I doubt it - not from pootling along with HR below 120 most of the time.

I'd say he needs to eat BETTER all round (not more). Sorry to say, but your diet sounds crap Roaders. Eat proper meals with fruit, veg, brown rice, wholemeal pasta, fresh fish, chicken, etc. then you might actually have the energy to cycle a bit harder and burn more calories riding your bike. You might want to think about spreading your calorie intake through the day so you eat something not long before you head home (like a banana or a muesli bar).
 

EdgEy

New Member
Seems to me you're basically eating rabbit food in the mornings and gorging at night!
You'd be much better off eating before cycling.

Chicken breast is high in protein, healthy and low in calories. So is tuna.

If you eat properly in the day you won't be as hungry at night.

"Eating less" shouldn't take priority over eating properly.
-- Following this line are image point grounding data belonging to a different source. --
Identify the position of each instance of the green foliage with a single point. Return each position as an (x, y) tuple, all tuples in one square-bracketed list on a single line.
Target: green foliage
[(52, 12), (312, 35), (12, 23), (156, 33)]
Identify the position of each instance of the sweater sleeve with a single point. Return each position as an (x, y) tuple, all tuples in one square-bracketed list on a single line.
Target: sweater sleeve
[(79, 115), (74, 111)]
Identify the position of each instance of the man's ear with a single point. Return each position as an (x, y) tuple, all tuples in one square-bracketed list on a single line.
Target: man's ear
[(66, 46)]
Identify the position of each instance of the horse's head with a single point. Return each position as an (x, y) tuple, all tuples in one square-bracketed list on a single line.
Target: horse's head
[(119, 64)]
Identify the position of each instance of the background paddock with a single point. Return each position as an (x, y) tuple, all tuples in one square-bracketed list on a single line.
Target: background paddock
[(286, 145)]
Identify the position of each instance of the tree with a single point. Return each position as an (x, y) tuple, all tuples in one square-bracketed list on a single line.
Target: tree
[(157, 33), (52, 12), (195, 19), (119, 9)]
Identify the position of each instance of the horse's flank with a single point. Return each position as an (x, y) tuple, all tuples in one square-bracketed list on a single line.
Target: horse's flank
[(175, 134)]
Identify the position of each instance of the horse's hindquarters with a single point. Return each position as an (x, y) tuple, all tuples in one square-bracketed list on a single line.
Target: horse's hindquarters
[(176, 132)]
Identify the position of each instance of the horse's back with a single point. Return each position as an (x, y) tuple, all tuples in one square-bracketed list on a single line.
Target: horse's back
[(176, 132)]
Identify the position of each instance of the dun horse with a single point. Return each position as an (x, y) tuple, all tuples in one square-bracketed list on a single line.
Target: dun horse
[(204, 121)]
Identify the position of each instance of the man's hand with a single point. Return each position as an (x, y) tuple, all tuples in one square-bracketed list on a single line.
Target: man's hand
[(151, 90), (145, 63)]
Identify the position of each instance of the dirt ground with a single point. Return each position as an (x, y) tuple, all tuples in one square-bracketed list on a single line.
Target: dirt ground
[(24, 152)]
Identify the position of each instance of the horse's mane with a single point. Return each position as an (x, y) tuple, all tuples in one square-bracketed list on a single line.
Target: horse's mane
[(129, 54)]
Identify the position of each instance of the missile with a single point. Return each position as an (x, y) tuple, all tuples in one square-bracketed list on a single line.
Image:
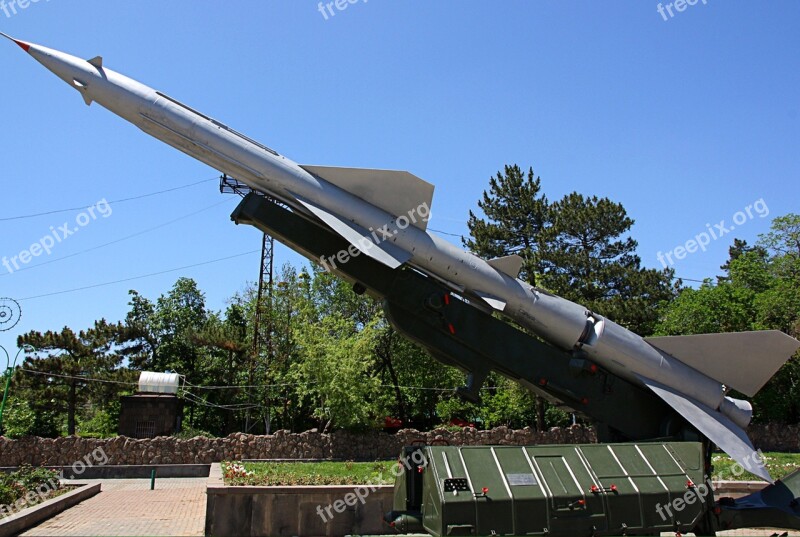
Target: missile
[(384, 214)]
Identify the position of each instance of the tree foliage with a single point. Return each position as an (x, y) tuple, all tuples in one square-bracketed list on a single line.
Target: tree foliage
[(759, 291)]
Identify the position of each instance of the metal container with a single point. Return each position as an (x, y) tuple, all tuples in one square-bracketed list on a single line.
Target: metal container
[(620, 489)]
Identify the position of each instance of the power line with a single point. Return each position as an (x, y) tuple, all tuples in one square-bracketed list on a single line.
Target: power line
[(138, 277), (123, 200), (122, 239)]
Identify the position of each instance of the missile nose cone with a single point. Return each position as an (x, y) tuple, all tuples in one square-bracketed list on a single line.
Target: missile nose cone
[(22, 44)]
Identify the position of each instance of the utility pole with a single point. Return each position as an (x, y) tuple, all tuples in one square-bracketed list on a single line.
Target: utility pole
[(262, 322)]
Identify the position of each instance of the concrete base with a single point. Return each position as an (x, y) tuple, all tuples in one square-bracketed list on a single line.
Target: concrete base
[(330, 511), (123, 471), (27, 518)]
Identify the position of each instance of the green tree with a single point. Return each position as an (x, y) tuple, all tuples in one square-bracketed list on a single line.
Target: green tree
[(760, 291), (70, 373), (576, 248)]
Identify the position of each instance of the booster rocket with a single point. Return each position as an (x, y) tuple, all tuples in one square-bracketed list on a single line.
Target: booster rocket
[(383, 214)]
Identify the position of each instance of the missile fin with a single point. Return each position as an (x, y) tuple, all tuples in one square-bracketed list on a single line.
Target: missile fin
[(398, 193), (385, 252), (509, 265), (728, 436), (495, 302), (744, 361)]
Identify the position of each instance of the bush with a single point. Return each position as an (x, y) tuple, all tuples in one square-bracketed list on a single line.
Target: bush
[(16, 485), (190, 432), (101, 425)]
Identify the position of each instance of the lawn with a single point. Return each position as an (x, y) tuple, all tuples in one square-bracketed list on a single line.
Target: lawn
[(778, 464), (309, 473)]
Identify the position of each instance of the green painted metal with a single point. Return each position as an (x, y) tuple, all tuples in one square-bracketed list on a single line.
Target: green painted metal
[(645, 476)]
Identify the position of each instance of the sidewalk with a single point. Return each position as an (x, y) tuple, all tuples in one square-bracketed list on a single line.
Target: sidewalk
[(127, 507)]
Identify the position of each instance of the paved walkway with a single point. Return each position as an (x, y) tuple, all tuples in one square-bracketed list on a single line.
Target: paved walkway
[(176, 508), (127, 507)]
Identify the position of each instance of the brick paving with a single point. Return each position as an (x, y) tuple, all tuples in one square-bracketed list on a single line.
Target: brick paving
[(127, 507), (176, 508)]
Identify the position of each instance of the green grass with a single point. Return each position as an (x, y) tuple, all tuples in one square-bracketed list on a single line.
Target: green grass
[(778, 464), (309, 473)]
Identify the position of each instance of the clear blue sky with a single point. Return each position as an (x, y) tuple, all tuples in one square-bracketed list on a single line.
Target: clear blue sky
[(685, 121)]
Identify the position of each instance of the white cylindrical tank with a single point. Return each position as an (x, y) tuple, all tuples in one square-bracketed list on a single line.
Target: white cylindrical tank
[(150, 382)]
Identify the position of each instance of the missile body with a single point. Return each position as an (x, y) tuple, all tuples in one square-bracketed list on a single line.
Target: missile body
[(384, 215)]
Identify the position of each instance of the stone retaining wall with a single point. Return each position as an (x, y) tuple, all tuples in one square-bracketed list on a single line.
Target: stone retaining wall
[(310, 445)]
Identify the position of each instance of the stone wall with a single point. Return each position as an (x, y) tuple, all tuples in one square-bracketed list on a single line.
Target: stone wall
[(310, 445), (281, 445)]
As a big man, you'll be burning a lot of calories cycling, even your BMR (basal metabolic rate, how much energy your body needs to idle) will be fairly high.

Don't worry about dieting or losing weight, if you eat healthy and continue cycling the job will do itself. We're not small animals, we need more than soup !
 

Garz

Squat Member
Location
Down
Losing weight is all about how much your consuming. You have to gradually eat less each day/week to a sensible level, which with added exercising is harder to manage but do-able.

Smoothies are great but for loosing weight they are terrible. Home made ones are far better but still can be high energy if your not careful.

I dont need to say anything about ready meals and takeaways, that's self explanatory. I will highlight though - enjoy your riding firstly, the weight loss will come eventually. If you try too much too soon then you will end up hating the training/riding/dieting and give up, so slow and steady wins the race!